Cervical ultrasound is the mainstay in the follow-up of patients with papillary thyroid cancer treated with partial thyroidectomy [30]. A serum thyroglobulin cut-off value and its trend over time have been proposed to assess recurrence in these patients. However, the latest evidence shows that neither a specific serum thyroglobulin threshold nor its trend over time is related to structural recurrence [6],[30],[31]. Patients undergoing isthmusectomy may have higher serum Thyroglobulin concentrations than those undergoing partial thyroidectomy because they preserve more thyroid tissue [7]. And thus, it is likely that these patients may not achieve an excellent biochemical response according to the ATA 2015 guidelines. However, this should not be of concern if the ultrasound shows no evidence of structural recurrence.

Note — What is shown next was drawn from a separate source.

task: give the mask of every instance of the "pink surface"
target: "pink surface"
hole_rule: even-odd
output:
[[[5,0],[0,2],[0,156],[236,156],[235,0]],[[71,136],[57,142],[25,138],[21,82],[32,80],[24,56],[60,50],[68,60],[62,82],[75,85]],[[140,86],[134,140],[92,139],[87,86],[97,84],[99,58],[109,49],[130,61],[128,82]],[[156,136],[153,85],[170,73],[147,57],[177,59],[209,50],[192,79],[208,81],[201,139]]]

Despite being only two cases with a close follow-up, it is remarkable that these patients were managed by a multidisciplinary team, which carefully defines the intensity of treatment and follow-up according to their initial risk of recurrence and response to treatment.

Conclusion

We report two cases of patients with isthmic papillary thyroid carcinoma treated with isthmusectomy without prophylactic lymph node dissection with excellent surgical outcomes. The management of papillary thyroid cancer has shifted to an individualized approach, supporting partial thyroidectomy for well-selected patients. There is no specific management for papillary thyroid cancer located in the thyroid isthmus in international guidelines. In selected patients with intrathyroidal papillary thyroid carcinoma limited to the isthmus without clinical macroscopic extrathyroidal extension or clinical-radiological lymph node involvement, isthmusectomy seems to be an effective and safe surgical approach.

Notes

Contribution roles
RIOB-JMDR: Conceptualization, Methodology, Investigation, Resources, Writing – Original Draft Preparation, Writing – Review & Editing, Supervision, Project Administration. JALR-FDC: Conceptualization, Methodology, Investigation, Resources, Writing – Original Draft Preparation, Writing – Review & Editing.

Competing interests
None of the authors had any potential competing interests. Each author provided a signed ICMJE statement of interests.

Funding
There was no funding for this work.

Ethics
Ethical approval was not necessary given the nature of a case report article. Both patients gave written permission to publish their cases through informed consent.